To start the last leg of the journey to Cherbourg, we charged up at Intermarché, after first being directed down a dead-end street by our navigation system. As we realised it was most likely the charge-points were at Intermarché we drove to there, fully 100metres from the map location. It would benefit everyone if EV drivers could easily give feedback to the navigation system about mis-placed co-ordinates, or better still, the navigation system self-corrects after you have connected to the charger - it has the data.



Fans of Band of Brothers will know from the picture below, that even if Cherbourg gets top billing, we all know who the real star is.


As for a modern-day hero, here's our choice - this man travelling across to Ireland on his bicycle. We think that cyclists should be given their own priority boarding, just as we had enjoyed on the trip over when we had booked with the EV Charger.


Final Thoughts?


Living in Ireland, we were quite nervous about travelling across Europe by EV, as our experience of charging infrastructure was limited to our experience in Ireland, which is pretty poor. By contrast, every country we travelled through on our route, there was always infrastructure, bar two navigable "dead zones" after Budapest going East, and between Bucharest and Constanta.


One Ring to Rule Them All

There are multiple competing charging infrastructure providers, all of whom have their own charge cards or tags that you can sign up to. As a customer, you would much rather have a single, universal tag that identifies you, your car and your subscription/payment method, that is accepted by all charging providers. They need to be working it out amongst themselves, or indeed be mandated by the EU to ensure universal interoperability with all other approved charging providers.

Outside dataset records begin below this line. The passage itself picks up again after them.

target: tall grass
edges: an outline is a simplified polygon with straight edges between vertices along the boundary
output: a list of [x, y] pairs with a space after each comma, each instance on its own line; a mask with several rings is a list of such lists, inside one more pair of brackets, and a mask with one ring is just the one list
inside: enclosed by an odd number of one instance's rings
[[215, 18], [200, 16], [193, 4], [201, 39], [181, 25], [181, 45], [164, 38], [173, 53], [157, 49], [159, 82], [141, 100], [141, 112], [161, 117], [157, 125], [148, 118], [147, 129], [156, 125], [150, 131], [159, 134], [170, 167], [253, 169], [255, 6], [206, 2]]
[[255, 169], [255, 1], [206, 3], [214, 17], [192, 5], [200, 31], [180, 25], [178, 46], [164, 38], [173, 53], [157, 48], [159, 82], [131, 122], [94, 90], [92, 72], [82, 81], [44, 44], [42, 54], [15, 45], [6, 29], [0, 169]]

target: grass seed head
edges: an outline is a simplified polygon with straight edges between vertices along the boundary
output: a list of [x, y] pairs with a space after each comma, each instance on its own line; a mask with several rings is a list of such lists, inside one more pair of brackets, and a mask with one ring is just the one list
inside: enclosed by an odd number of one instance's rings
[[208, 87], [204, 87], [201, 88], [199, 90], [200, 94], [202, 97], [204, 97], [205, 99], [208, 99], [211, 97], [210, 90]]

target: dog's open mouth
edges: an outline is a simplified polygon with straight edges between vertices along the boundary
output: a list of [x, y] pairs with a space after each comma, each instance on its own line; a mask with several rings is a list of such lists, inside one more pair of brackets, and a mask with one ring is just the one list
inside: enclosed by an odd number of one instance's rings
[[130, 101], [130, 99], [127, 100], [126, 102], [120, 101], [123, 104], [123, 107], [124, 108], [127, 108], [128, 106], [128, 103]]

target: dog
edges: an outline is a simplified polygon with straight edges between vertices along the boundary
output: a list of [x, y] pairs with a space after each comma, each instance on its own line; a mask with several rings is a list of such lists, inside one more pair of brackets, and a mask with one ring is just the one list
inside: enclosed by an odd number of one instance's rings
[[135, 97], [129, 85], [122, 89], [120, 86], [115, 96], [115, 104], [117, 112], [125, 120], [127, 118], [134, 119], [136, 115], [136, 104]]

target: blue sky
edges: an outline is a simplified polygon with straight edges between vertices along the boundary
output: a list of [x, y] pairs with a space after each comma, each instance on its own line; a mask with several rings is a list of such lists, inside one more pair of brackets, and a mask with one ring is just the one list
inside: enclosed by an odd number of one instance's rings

After 10 years, the EU has managed to standardise phone/tablet charging cables to the USB-C. Let's not wait 10 years to ensure that all charging infrastructure can be used by everyone - and that price information as well as charger speed, is visible within your navigation system/app based on the provider(s) you are registered with.


Let's keep building out this infrastructure and ensure that it is always powered by 100% renewable electricity. Let's anticipate the expanded adoption by having more charging points at each location, as well as removing the remaining dead zones. Let's be prepared with intelligent queueing systems. Let's have more family-friendly facilities at charging stops - playgrounds, cafés as well as rest facilities. Let's improve the sign-posting of EV chargers, especially on motorways (to let ICE drivers see the expansion of availability). Let's standardise on an EV Charging Icon across the EU that is instantly recognisable and easy to distinguish from an LPG/petrol pump icon. Let's adopt the best design practices across the industry, such as FastNed's solar roofs that provide shelter from the elements as well as clean energy; let's emulate Ionity's reliability, illumination and aesthetics - think Eva from Wall-E.


If you're on the fence about making your next car an EV, join the Fellowship! While you may not simply walk into Mordor, choosing an EV over an ICE vehicle is no longer as daunting a choice as it was, (as solving Wordle once seemed!)

Collectively, our choices make a difference - and help avoid the dystopian Earth that lovable Wall-E inhabits.